= Leonard Baldy =

American law enforcement officer

Leonard Frank Baldy (February 15, 1927 – May 2, 1960) was a Chicago Police Department officer who became the city's first helicopter traffic reporter. His sometimes comical look at Chicago's traffic problems made him a household name. His peers gave him the nickname "Flying Officer Leonard Baldy". He died in a fiery crash on May 2, 1960, when his helicopter threw a rotor blade and crashed in a railroad yard near Milwaukee Avenue and Hubbard Street.

A native of Chicago, he graduated from Lane Technical College Preparatory High School (also known as Lane Tech) and was a World War II veteran who served as a Signalman on USS Markab. Baldy gained early recognition in his police career for being the first patrolman in the United States to experiment with and use the, now famous, radar gun to detect the speed of vehicles (April 1954). He also wrote the first ticket in the world for speeding using a radar device. As a patrolman in the mid-'50s he appeared in a television commercial directing traffic.

He became the most visible department spokesperson when he provided lectures and taught classes to civic groups, organizations, and educational institutions on the topic of traffic safety. He provided the first helicopter traffic report over WGN radio in November 1958.

Baldy gained fame during the Our Lady of the Angels School Fire, in December 1958, when he broadcast his observations from his helicopter above the scene. He provided traffic instructions over the radio to fire and ambulance vehicles trying to reach the fire through Chicago's congested streets. Both Baldy and WGN radio received public service awards from the National Transportation Safety Board for their efforts.

After his death, he was elected to the American Police Hall of Fame and had his badge number retired.
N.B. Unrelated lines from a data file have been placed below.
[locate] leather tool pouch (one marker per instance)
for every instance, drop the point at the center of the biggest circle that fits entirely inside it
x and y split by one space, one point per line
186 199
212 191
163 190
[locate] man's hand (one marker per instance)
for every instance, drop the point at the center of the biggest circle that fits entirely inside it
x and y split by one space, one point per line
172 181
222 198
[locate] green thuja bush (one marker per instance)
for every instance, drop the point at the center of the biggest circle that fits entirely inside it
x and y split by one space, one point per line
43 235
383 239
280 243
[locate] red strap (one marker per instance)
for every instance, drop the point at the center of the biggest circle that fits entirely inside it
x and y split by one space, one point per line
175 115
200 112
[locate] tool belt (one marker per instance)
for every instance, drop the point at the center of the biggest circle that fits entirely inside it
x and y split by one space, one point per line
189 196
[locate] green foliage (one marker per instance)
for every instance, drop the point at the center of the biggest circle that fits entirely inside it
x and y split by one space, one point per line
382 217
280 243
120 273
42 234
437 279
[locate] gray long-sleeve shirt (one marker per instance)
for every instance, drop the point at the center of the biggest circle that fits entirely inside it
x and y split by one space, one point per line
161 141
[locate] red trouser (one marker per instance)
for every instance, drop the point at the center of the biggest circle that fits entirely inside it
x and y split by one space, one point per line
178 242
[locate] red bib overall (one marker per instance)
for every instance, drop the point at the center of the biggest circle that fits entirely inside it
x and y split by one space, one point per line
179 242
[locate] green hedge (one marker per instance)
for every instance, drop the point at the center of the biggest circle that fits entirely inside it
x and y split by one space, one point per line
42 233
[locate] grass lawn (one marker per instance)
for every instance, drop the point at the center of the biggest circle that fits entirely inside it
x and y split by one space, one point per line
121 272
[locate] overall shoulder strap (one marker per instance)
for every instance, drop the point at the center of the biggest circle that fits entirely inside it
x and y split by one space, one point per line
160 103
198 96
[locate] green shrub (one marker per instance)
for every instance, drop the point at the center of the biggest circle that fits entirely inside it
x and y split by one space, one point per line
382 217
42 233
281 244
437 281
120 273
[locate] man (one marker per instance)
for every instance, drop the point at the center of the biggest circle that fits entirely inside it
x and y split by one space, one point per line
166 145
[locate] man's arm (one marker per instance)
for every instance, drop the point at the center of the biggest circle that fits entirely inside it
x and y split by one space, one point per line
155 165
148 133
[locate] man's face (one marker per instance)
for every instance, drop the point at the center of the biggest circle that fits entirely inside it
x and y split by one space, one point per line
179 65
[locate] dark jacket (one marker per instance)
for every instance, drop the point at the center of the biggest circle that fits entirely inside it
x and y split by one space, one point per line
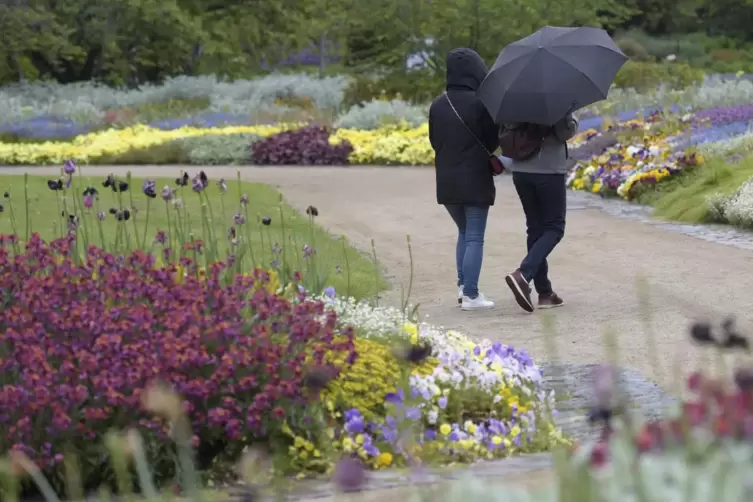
553 156
462 165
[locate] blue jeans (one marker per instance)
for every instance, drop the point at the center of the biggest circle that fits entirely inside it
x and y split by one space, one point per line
469 252
544 201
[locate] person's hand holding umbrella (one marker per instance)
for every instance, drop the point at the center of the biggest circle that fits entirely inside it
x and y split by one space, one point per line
546 76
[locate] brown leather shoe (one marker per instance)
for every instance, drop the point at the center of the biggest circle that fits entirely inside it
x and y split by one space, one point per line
521 289
550 301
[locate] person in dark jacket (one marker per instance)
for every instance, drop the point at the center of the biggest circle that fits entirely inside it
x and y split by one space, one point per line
540 183
462 133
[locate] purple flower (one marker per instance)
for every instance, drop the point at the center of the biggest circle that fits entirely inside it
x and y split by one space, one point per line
149 188
167 193
412 413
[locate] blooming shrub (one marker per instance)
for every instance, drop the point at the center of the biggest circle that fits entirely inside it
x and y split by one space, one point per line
378 113
393 145
219 149
480 400
365 384
82 341
736 209
114 141
306 146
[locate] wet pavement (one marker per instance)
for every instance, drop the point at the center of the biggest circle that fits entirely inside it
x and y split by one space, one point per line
720 234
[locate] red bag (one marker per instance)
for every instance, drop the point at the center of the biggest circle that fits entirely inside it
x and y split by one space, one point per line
495 165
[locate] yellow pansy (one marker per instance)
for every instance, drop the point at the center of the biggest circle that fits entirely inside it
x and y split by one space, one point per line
384 459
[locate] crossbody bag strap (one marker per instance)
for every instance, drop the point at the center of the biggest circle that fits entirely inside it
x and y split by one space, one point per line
466 125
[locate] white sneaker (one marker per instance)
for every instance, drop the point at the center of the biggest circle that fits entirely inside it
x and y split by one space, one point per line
478 303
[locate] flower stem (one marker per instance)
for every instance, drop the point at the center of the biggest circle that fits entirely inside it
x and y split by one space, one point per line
26 200
347 266
146 223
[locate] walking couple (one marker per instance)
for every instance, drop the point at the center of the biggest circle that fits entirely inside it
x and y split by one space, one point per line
463 135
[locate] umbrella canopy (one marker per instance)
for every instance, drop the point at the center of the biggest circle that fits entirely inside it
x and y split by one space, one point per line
543 77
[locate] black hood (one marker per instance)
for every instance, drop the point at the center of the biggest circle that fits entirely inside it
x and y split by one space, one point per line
465 69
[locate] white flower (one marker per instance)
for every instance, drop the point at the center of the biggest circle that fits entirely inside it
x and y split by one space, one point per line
432 416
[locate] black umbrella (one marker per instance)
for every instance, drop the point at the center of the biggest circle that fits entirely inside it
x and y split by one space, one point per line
544 76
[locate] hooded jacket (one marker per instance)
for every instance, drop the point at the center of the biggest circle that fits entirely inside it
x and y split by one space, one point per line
462 164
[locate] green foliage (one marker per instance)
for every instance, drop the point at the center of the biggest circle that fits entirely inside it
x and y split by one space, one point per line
646 75
697 198
130 42
416 86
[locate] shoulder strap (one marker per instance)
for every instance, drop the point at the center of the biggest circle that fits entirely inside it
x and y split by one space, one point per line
466 125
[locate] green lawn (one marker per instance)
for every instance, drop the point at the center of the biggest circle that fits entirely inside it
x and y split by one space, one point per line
686 201
208 216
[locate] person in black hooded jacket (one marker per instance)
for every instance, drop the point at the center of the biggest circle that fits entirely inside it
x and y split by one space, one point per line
462 133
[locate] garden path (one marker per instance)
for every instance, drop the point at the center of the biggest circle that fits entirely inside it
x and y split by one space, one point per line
594 268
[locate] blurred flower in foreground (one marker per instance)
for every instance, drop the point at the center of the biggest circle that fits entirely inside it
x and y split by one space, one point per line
149 188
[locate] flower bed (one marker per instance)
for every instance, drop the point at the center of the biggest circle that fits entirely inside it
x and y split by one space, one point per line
249 359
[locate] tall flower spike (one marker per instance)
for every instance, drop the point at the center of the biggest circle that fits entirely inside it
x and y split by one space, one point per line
167 193
69 167
149 188
196 184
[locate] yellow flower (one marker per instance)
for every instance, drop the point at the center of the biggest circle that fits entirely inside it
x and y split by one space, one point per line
466 443
384 459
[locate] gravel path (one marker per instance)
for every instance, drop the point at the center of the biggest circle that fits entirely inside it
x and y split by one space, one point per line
594 268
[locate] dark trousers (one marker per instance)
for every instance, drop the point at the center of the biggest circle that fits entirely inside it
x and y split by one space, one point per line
544 201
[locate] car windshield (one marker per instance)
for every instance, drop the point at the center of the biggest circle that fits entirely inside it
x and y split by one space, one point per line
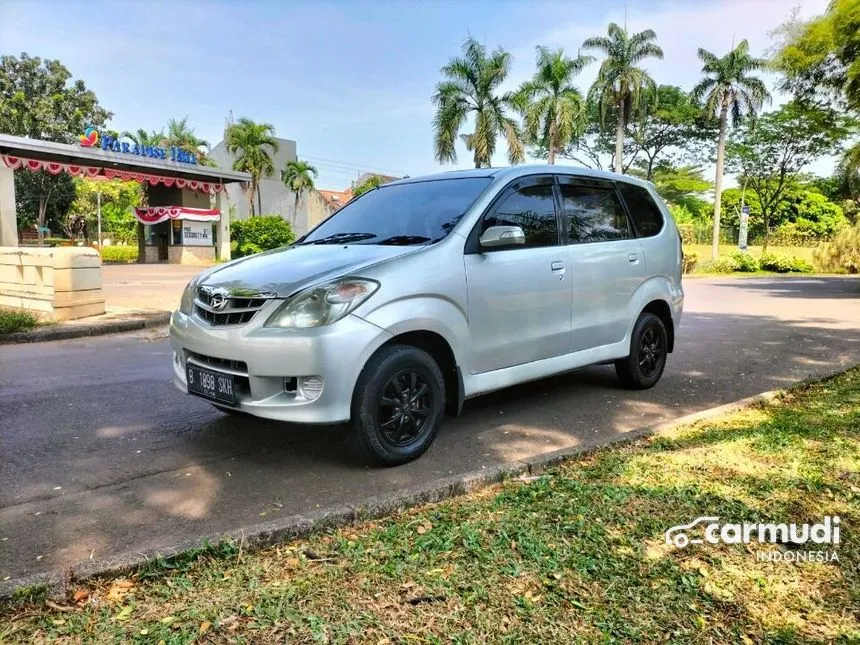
414 213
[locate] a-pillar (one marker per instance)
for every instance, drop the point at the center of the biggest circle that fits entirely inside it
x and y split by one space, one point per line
8 218
222 203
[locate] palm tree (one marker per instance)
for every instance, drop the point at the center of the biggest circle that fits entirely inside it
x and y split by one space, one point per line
253 144
553 108
728 86
298 176
179 135
620 83
471 89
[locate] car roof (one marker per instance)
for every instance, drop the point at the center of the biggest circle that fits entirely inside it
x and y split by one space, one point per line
512 172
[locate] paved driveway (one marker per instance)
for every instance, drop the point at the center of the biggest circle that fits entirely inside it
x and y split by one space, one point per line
100 455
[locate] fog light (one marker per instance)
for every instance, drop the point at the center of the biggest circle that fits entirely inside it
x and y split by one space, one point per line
310 387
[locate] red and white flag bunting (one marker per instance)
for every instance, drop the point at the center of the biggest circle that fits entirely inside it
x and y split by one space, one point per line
158 214
93 171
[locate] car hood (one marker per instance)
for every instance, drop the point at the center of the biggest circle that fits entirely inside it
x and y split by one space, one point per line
282 272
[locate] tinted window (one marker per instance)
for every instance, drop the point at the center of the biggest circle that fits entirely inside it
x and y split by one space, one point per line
414 213
530 207
646 216
593 213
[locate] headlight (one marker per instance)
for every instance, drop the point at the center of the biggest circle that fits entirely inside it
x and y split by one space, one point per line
324 304
187 302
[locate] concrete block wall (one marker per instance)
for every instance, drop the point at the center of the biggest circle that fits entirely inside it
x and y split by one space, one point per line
60 283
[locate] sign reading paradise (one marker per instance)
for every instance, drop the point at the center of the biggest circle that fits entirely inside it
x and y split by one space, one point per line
91 138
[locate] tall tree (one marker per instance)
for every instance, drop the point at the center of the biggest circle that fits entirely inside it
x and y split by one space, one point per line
771 153
471 89
729 86
298 176
39 99
668 128
621 83
553 109
181 135
143 138
254 144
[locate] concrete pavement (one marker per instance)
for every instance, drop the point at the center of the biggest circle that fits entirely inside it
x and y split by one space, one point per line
100 455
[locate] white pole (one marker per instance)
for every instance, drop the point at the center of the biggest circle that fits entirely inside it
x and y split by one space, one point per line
99 215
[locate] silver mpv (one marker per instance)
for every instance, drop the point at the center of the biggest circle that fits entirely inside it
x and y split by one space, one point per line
425 292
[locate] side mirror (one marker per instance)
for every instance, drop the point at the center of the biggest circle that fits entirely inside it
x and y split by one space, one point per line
499 236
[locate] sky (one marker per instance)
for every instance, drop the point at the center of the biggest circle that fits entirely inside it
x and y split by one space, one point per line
350 81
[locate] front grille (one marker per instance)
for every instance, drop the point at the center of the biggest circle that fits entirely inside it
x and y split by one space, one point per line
235 310
219 363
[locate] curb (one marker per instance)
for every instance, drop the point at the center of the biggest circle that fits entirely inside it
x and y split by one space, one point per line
299 526
75 330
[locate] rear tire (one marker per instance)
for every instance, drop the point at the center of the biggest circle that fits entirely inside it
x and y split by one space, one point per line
398 405
648 350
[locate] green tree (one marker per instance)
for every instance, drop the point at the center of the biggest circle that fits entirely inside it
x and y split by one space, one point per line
729 86
143 138
553 109
254 144
621 83
771 153
39 99
181 135
298 176
368 184
669 127
471 89
820 58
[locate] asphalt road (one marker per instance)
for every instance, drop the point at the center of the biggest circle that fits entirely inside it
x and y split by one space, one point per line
100 455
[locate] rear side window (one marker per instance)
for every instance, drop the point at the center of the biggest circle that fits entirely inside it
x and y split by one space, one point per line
592 212
646 216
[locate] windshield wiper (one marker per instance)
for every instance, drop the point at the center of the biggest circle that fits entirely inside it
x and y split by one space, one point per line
404 240
341 238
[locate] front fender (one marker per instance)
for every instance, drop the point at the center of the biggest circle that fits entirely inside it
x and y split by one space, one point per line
426 313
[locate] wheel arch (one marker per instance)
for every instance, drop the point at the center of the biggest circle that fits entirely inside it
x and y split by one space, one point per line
440 350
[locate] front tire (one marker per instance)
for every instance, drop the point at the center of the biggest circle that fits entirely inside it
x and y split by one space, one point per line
398 405
648 350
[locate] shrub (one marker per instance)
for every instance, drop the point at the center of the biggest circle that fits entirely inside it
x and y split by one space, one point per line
781 264
687 232
690 261
744 262
119 253
12 320
842 253
257 234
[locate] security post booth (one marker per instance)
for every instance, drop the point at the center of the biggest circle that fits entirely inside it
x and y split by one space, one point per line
185 219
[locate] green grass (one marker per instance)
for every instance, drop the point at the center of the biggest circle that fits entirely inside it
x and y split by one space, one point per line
119 253
704 251
12 320
577 555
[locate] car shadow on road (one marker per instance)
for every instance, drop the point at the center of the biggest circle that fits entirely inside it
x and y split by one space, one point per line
197 472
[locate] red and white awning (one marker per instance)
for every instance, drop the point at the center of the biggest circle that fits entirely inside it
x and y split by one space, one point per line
56 168
157 214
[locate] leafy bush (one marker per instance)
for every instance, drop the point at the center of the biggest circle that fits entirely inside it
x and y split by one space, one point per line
745 262
690 261
842 253
782 264
257 234
687 232
119 253
12 320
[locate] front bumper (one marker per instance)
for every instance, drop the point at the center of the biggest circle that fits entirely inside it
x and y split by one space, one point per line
336 352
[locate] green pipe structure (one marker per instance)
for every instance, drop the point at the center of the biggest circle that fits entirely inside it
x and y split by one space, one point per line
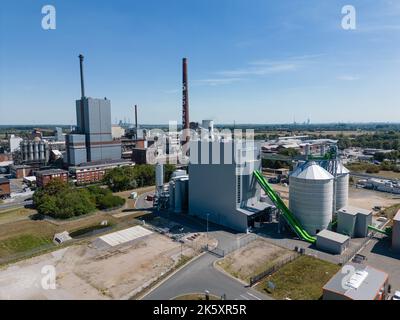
385 232
286 213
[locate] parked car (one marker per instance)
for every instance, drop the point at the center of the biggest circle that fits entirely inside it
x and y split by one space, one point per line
396 296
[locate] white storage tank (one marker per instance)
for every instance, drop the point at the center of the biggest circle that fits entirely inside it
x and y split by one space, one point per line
178 173
311 196
342 186
159 175
178 197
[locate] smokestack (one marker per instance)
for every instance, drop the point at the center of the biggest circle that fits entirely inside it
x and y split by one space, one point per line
82 80
136 126
185 96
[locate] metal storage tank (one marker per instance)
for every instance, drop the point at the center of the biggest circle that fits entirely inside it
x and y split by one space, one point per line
171 190
159 175
178 197
342 186
311 196
181 194
178 173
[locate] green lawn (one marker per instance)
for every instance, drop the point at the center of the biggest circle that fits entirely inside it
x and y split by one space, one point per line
301 279
22 243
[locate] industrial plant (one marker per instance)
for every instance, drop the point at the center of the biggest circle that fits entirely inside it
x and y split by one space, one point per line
218 179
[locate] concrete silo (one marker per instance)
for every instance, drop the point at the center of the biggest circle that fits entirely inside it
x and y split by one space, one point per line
311 196
342 186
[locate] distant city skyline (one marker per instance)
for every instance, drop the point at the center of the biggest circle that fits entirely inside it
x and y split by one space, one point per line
261 62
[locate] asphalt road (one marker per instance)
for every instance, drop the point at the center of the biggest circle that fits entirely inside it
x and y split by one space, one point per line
200 275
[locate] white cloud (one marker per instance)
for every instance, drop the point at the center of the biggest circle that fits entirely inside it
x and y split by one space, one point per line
348 78
216 81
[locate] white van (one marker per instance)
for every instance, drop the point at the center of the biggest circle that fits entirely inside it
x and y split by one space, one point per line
133 195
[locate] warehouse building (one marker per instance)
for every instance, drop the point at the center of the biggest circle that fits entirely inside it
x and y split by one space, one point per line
354 221
396 232
332 242
222 188
45 176
21 171
357 282
92 172
5 190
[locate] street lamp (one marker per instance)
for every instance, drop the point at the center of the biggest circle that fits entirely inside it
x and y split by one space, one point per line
207 227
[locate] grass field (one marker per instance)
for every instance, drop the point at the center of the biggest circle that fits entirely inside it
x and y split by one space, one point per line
301 279
22 243
196 296
253 259
391 211
11 215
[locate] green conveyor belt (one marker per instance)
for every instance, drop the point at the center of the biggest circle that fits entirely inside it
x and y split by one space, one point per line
287 214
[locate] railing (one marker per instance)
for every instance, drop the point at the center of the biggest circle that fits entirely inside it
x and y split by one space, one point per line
349 255
273 269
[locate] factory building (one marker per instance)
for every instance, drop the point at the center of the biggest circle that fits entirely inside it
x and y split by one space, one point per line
311 196
45 176
332 242
222 188
396 233
21 171
35 151
357 282
92 140
92 172
353 221
14 143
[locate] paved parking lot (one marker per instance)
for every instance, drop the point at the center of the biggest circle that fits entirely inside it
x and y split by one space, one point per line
381 256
Forty-six years after his death, the citizens of Chicago remembered him with the honor of renaming a street "Leonard Baldy Way". Chicago newspaper columnist, Neil Steinberg, declared "if ever a Chicago police officer was a celebrity, it was Patrolman Leonard Baldy."

Chicago Police Superintendent, Phillip Cline, said, "People who couldn't name the police superintendent, knew who Len Baldy was."

One of Officer Baldy's sons became noted radio personality, Jack Elliott

In 2006, his son, Tim Baldy, published a biography entitled Chicago's Finest.